# Tiels who hold things in feet



## MeanneyFids (Aug 24, 2010)

was wondering how many people have tiels who hold stuff in their feet on this forum....?


----------



## lperry82 (Aug 2, 2010)

Lucky does this really well


----------



## MeanneyFids (Aug 24, 2010)

so does dally. tsuka only does toys but its more holding them down as he shreds them lol


----------



## lperry82 (Aug 2, 2010)

Cookie does try and i aint seen taco or buttercup do this


----------



## crinklepot (Nov 18, 2010)

I've never seen Polly hold her food (I don't think) but she holds her toy ball with her foot, it's so cute


----------



## MeanneyFids (Aug 24, 2010)

its adorable when tiels do this. i could watch it for hours (though it means dally gets extra sunflower seeds lol)


----------



## lperry82 (Aug 2, 2010)

Here is Lucky


----------



## Autumn (Dec 12, 2009)

Both of mine do it. Food, toys, anything. I like watching them.


----------



## MeanneyFids (Aug 24, 2010)

its likely my favourite thing to watch with them. im surprised so many people have already responded and have tiels who do this lol

dally with a sunflower seed


----------



## crazy4tiels88 (Aug 10, 2008)

Graystar Is The Only One


----------



## Duckybird (Sep 13, 2010)

Both mine do it for lots of stuff, food and toys


----------



## Cody (Feb 22, 2011)

Cody never does this, but Itchy does, it's so cute. Wee little parrot


----------



## RaveMoon (Sep 9, 2010)

Nope. Tiki doesnt hold anything in her feet  It would be cute if she did though.


----------



## Annie (Nov 20, 2009)

In the seed mix that I give to Sunny there are pumpkin seeds in it and he always holds them in his foot cuz it's so big. Sometimes I deliberately give him a pumpkin seed just to see him hold it with his foot.


----------



## stormdream (Jan 15, 2011)

Juno tries very hard. She'll lift up her foot and try to grasp whatever it is that's in her beak. She doesn't usually succeed, though.

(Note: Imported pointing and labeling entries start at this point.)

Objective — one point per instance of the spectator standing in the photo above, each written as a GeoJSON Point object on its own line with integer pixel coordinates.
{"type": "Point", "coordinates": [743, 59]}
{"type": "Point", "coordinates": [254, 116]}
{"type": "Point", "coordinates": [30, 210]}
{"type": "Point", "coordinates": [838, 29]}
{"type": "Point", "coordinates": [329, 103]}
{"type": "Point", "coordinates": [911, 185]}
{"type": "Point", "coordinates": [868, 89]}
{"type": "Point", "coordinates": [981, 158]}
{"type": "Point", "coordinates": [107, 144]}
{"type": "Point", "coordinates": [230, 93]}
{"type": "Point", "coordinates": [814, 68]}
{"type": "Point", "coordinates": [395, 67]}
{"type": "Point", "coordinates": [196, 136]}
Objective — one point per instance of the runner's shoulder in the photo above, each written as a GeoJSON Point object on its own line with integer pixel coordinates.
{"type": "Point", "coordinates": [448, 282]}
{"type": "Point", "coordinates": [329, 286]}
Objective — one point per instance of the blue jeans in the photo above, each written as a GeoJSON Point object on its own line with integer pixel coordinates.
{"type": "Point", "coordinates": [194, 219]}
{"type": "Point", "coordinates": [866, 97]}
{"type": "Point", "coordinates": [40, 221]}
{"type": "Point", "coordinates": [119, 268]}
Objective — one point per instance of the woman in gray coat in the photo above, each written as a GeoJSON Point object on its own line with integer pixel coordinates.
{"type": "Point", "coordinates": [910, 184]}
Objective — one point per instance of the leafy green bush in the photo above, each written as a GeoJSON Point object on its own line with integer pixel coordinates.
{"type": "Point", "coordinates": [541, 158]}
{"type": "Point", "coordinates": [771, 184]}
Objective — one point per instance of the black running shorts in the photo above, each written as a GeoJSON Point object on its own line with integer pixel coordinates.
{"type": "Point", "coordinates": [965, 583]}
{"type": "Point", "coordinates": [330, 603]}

My first tiel was a champion holder. Food, toys, everything.


----------



## Chez (Feb 17, 2011)

Billie hasn't held anything with his feet yet, but I expect he will in time, as it's a typical characteristic of all parrots. (Isn't it?)


----------



## .mpeg (Oct 6, 2010)

i have only seen mister do this once. well, a few times, but in the one play session. my camera wrist strap was the unfortunate recipient of the attention lol

was going to upload a picture.. got halfway through and my camera batteries died grr


----------



## Renae (Feb 9, 2008)

Most of mine do. Even my little baby Cockatiel, Quinn, is starting to hold food with his feet.


----------



## clem&peeps (Nov 17, 2009)

Peepers does not hold food or toys. But Clementine holds everything. Here's a video
http://www.youtube.com/watch?v=zNqOIGKprcc


----------



## lperry82 (Aug 2, 2010)

clem&peeps said:


> Peepers does not hold food or toys. But Clementine holds everything. Here's a video
> http://www.youtube.com/watch?v=zNqOIGKprcc


Thats so cute


----------



## rockysmum (Mar 1, 2011)

My Rocky holds food in her foot, my other 4 tiels dont


----------



## Eshana (Jan 3, 2011)

Shelby has never held anything in his feet. Is this an age related thing? Sometimes when I'm giving him a treat he'll make me hold it so he can eat it.


----------



## lperry82 (Aug 2, 2010)

No its not age related


----------



## nkeith2 (Feb 6, 2011)

My Lucy used to hold everything in her feet but lately she hasn't been. Kind of strange, but with Lucy, strange is the norm. Anyways, she was the only bird that would do it, but now Skyler is giving it a try and hopefully he will succeed too


----------



## mistty002 (Dec 21, 2007)

Niko holds food and toys in his feet. And its always looks so cute. But Pola never does.


----------



## Thezookeeper (Mar 3, 2011)

Yes, my Koda holds things in her feet sometimes. I told a local bird farm/store this and they didn't believe me. They said cockatiels NEVE hold things in their feet.


----------